Fruit sinking in a sea of wheat

If I really don't like a book, is there any point in reviewing it? So far I've only written about one book that I didn't like at all. If other people like a book and I don't, then the odds are that either I just haven't understood the book or that the rewards it offers are something for a different audience. In the future, I may just not write about a book I dislike, perhaps find something to put in place of a review. For now I hope that the descriptive parts of the review below will be enough to tell a reader if the book might interest them. It seems from the internet to be a popular book, so my own lack of enjoyment is doubtless just a personal reaction.
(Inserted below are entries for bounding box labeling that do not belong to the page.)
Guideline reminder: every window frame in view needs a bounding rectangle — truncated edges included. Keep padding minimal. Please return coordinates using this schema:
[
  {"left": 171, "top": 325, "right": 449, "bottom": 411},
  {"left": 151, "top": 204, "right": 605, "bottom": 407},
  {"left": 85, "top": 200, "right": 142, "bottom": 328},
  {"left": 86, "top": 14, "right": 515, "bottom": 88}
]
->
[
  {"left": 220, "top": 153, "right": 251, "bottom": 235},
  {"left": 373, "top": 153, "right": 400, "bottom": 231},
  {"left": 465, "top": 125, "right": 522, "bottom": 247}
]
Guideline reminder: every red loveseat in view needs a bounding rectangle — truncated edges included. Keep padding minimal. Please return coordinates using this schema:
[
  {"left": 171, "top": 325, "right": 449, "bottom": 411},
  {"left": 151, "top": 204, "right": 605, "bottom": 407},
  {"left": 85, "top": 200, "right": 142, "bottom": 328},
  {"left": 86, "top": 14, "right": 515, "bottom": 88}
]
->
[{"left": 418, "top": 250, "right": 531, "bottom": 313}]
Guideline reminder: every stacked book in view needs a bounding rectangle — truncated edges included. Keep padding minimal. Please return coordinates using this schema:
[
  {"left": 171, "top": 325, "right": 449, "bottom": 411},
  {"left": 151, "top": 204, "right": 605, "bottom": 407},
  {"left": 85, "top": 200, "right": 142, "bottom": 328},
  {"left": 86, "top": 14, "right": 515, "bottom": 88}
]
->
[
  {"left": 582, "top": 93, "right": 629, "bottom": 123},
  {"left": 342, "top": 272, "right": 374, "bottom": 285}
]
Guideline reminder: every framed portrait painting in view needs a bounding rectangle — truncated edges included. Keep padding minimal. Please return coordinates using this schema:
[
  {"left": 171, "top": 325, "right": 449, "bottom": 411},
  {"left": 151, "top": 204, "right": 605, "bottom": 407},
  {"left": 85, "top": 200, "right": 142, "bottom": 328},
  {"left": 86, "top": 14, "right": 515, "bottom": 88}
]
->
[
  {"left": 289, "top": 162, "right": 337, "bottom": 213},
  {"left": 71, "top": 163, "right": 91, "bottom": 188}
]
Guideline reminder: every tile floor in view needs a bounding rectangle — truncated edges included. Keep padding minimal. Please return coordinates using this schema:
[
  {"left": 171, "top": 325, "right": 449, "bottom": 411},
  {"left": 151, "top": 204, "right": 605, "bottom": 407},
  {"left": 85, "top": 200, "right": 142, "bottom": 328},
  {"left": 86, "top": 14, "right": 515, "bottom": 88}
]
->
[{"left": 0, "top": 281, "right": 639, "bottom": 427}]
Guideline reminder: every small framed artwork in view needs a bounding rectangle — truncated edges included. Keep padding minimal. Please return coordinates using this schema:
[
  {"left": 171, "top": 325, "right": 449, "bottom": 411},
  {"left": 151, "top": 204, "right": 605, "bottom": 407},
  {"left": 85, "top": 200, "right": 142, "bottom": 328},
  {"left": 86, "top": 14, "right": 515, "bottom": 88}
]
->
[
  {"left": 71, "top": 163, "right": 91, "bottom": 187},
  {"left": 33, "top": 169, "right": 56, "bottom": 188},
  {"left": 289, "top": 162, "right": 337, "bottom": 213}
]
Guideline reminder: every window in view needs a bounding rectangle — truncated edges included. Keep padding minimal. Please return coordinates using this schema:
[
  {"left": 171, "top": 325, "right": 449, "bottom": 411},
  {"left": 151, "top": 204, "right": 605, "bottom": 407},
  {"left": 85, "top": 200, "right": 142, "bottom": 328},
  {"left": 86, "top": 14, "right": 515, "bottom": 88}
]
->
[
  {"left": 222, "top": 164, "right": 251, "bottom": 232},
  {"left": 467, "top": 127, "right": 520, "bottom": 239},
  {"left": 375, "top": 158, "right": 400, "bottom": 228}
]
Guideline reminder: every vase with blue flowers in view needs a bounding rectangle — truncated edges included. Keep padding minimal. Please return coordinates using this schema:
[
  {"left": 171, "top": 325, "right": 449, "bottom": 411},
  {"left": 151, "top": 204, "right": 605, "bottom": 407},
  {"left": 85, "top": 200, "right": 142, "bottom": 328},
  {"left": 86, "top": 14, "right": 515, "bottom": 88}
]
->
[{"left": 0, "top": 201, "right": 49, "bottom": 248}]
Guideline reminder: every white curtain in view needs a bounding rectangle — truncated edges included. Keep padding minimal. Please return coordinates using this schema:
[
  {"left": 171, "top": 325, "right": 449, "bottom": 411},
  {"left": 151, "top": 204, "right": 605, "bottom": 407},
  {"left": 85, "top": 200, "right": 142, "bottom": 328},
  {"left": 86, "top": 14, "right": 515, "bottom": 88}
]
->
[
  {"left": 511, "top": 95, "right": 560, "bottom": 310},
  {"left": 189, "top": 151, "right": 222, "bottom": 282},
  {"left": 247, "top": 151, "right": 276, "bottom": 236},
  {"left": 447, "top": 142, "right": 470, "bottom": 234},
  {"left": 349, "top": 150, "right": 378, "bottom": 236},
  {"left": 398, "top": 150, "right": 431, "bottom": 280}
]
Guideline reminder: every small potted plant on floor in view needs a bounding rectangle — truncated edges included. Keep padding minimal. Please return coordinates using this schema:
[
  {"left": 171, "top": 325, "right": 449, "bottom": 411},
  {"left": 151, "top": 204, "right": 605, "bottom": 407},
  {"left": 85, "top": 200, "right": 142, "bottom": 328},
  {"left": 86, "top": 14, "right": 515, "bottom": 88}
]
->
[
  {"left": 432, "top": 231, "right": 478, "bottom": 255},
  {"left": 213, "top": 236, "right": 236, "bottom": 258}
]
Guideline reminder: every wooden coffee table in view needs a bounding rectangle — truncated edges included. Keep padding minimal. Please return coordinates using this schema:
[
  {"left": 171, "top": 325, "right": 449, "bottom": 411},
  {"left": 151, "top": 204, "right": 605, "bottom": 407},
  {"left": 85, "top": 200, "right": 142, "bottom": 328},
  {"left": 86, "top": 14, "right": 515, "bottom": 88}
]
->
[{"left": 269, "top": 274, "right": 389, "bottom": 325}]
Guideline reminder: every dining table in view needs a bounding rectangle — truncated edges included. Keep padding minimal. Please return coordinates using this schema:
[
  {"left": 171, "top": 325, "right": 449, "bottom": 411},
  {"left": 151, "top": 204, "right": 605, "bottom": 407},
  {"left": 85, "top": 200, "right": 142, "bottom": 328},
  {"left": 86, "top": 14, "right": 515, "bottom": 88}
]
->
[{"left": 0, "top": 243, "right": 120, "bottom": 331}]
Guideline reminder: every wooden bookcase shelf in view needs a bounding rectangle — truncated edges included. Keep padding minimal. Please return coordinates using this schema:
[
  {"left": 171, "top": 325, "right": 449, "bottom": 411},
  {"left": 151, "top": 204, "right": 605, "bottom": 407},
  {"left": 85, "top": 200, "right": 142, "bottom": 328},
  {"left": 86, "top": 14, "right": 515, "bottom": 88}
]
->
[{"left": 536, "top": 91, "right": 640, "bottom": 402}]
麦の海に沈む果実 (mugi no umi ni shizumu kajitsu, Fruit Sinking in a Sea of Wheat, 2000) is a novel by 恩田 陸 (ONDA Riku, born 1964). Fourteen year old Rise (理瀬) travels by train to her new school, a private boarding school for middle and high school students that stands on an isolated hill in the middle of uninhabited fen country. The book is written in the third person, but a prologue indicates that the narrator is actually Rise, whom we follow throughout the narrative. In form at least, the book is a mystery, but it might be better to call it a kind of horror story. (That said, I dislike reading about boarding schools so much, that the Jennings books would probably register with me as horror stories if I read them again.)

The school proves to be extremely unconventional, and full of mysteries. The headmaster dresses, very convincingly, as a woman. It is a school rule that home life effectively does not exist. Children must not ask about each others' backgrounds. All are assigned to new 'families' of fellow students. Another rule is that every student must enroll in March. This singles Rise out for unwanted attention, since she alone did not come to school in March, but on the last day of February. Two children in Rise's new family had gone missing last year; and the others debate how they could have disappeared and if they are alive or dead. In fact an unusual number of students disappear every year, which the headmaster explains as transfers to another school. Whatever happens in the school, the headmaster disposes of it as he chooses. Effectively it is his personal kingdom, and such things as an external police force might as well not exist.

The various deaths and disappearances are handled a little like classical detective story puzzles; many of the conventions of the genre crop up. But it is clear enough that this is not meant to be treated as a classical detective story, and anyone doing so will only be disappointed. Unfortunately for me, it wasn't really clear how else to approach the story. A world full of things that don't make sense might be interesting enough if there was a reasonable expectation that they would make sense when we got to the end. I somehow didn't have that confidence, which perhaps saved me some disappointment, but made the 490 pages tedious work. It didn't help that none of the characters made sense to me either. Rise's role looks like an invitation to identification for young readers (she is bullied by the mean girls, admired by the popular boys while apparently unaware of her affect on them); but it is almost as if the book is an exercise in presenting a character as the heroine without giving them any actual personality.

From the appreciation at the end of the book, I gather that it is connected, in some kind of 'story within a story' game, to another book by Onda, 三月は深き紅の淵を (sangatsu ha fukaki kurenai no fuchi o, 1997), which I haven't read.

1 comment:

  1. Even if you don't like the book, I think a review is always useful to the reader and yourself, as long as you point out what you don't like about the book and why in a clear way. Readers of a review can then judge for themselves whether they think point A or B is also as a deal breaker / maker to them as to you. Personally, I don't like reviews that are so objective and devoid of any personal thought/emotion in them, as fiction (be it books/games/whatever), are a form of entertainment, so of course I want to know how the reviewer thought/felt about the book and why! This comparison doesn't go well with books, but occassionally you come across videogame reviews that might as well have been just a list of the technical features of the product as they tell you nothing about how the /experience/ is.

    I have much more trouble with books I feel /indifferent/ for, though I usually try to cover my bad writing with countless of cross-references to other books and looking /very/ broadly at themes handled in said books.

    I have little to add to Onda. I think I've only read MAZE, which had a great set-up and a great disappointment in the conclusion.